The last day for Baltimore museum-goers to see the Cone Collection before it leaves for Japan is Sept. 8.
At 79, Wyeth continues to paint in Chadds Ford, Pa., and Cushing, Maine, and is among the most admired contemporary realist painters. The BMA's last Andrew Wyeth exhibition was shown in 1966.
The upcoming exhibit emphasizes the artist's recent work: Nearly half of the 50 objects were completed between 1990 and 1994. However, there will also be works from classic Wyeth series, including those of the Olson and Kuerner families and model Helga Testorf, whom he painted during the 1970s.

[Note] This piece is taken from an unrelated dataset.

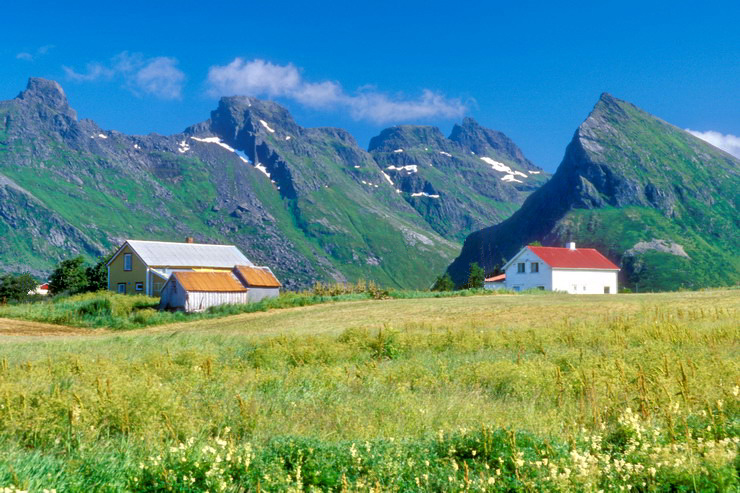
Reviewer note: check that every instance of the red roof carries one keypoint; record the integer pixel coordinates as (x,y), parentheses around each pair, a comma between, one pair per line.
(580,258)
(498,278)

The show is perhaps uncharacteristic in its emphasis on Wyeth's recent work, says Martha R. Severens, curator at the Greenville County Museum of Art. "They are very fresh works that haven't been seen much by the public and there are some very surprising images."
The artist used an array of media, including watercolor, tempera, drybrush and pencil. Though many of Wyeth's large-scale watercolors are included, two tempera paintings, "The Reefer" (1977) and "Break-up" (1994), are among the most intriguing artworks in the display. All the works but one (which is from the artist's own collection) are on loan to the Greenville museum by a private collector who wishes to remain anonymous.
"It is exciting for us to have this exhibit because it provides a wonderful opportunity to take a close look at the artist and what his work was about," says Jay Fisher, the BMA's curator of prints, drawings and photographs.
With an artist of Wyeth's renown, "the great danger is that people have seen so much of his work that they stop really looking," he says.
Pay close attention, and "the mystery of them catches you in surprising way."
The show, initially designed exclusively for the Greenville museum, was conceived when that museum's staff began looking for a way to capitalize on Olympic crowds that would be visiting the area.
In South Carolina, the show has met with extraordinary success -- sometimes increasing by tenfold the museum's typical daily attendance of 100, Severens says. One reason may be the artist's broad appeal.
"Wyeth is a lot more complicated than most people think," Severens says. "Revelations still occur to me, but his art also works on a very immediate level for the uninitiated, and that's wonderful."